I talked to Hassan from the Wayne State SSA later in the day after going to Church and he told me that when his group tried Send an Atheist to Church, it didn't work. I think the trick is just knowing your campus and executing events based on its culture and nuances.

- Atheists are very reluctant to go to church. This seems like an obvious point, but I think that if I could go back in time, I would have made sure I had a solid base of people to were definitely willing to go to church before arranging the event. I was really worried that we wouldn't have enough people when Sunday came. It turned out fine in the end, but I think I should have taken this fact more into account.

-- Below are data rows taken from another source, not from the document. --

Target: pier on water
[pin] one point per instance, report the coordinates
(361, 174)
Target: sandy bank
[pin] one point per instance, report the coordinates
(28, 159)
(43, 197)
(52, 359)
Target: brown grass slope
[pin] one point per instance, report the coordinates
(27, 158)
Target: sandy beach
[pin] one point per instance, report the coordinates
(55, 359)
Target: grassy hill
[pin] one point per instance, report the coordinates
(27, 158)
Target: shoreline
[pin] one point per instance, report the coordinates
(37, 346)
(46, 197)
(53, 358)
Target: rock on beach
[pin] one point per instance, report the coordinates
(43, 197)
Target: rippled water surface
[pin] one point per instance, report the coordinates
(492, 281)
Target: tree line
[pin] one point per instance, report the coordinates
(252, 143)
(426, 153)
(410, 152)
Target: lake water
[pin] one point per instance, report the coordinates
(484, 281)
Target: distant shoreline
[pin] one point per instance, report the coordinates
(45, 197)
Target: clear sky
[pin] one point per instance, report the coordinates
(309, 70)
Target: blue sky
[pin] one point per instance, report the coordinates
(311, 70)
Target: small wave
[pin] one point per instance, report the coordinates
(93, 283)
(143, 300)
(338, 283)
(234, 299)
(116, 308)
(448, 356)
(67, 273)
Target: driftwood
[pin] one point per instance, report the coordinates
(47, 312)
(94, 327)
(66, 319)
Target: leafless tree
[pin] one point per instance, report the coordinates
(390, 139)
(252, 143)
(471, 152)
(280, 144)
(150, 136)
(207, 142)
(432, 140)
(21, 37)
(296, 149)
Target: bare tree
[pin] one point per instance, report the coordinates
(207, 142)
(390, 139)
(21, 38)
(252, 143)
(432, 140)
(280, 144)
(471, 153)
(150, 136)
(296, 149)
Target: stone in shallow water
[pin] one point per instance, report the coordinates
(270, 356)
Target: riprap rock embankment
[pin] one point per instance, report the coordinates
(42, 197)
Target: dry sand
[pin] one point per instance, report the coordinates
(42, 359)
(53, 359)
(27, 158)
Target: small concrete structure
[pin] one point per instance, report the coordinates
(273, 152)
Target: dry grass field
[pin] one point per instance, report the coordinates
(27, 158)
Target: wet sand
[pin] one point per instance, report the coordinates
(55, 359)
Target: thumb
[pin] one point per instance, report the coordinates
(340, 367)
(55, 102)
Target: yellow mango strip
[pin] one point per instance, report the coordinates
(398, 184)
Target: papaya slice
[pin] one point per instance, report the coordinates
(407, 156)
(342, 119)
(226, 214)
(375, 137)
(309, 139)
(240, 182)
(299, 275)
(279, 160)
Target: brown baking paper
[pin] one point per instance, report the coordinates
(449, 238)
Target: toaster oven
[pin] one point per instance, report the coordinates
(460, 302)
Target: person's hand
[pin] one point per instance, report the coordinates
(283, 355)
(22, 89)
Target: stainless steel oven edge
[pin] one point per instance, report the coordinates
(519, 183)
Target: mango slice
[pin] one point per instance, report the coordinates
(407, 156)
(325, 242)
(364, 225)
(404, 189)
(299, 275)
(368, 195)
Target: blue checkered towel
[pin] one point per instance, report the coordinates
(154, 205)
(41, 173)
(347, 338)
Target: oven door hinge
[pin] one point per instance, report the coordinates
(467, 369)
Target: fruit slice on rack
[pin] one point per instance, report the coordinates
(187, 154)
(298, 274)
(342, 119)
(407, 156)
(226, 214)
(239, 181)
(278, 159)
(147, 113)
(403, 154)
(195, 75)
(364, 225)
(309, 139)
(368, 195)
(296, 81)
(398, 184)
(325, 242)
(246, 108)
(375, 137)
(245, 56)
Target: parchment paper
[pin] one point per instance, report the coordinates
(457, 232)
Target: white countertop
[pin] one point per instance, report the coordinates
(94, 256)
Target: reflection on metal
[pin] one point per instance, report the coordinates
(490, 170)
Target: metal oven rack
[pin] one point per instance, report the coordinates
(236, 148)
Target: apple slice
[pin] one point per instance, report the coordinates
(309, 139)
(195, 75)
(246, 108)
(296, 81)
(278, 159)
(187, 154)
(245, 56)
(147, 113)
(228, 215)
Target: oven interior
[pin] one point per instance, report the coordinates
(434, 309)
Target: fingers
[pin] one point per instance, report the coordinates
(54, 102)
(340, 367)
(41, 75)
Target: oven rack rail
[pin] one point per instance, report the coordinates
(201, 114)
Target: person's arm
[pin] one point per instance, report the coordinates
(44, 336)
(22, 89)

- Tabling is not a passive activity. I can't say this enough. People often feel awkward about just coming up to your table and asking what your group/charity is about. Tablers can't be shy; they have to call people out and get the attention of passers by without being too obnoxious. To be honest, I think that next time, I'd like to organize a team of people to run this event in which the same people who tabled would be the ones going to church. I think it would have made more people feel connected to the event and to each other because they would have put a lot of work into it.

Another part of this event that was excellent was the Church we went to. Bethlehem United Church of Christ was very warm and welcomed us enthusiastically. I was given the opportunity to speak in front of the congregation about our fundraiser and they were all thoroughly amused. They even gave us free food and discussion afterwards. I hope that, if the need or opportunity arises, we get to work with them again.

That being said, it was a long week, but I am proud of the work we did. My only hope is that the rest of members, especially the new ones, feel the same.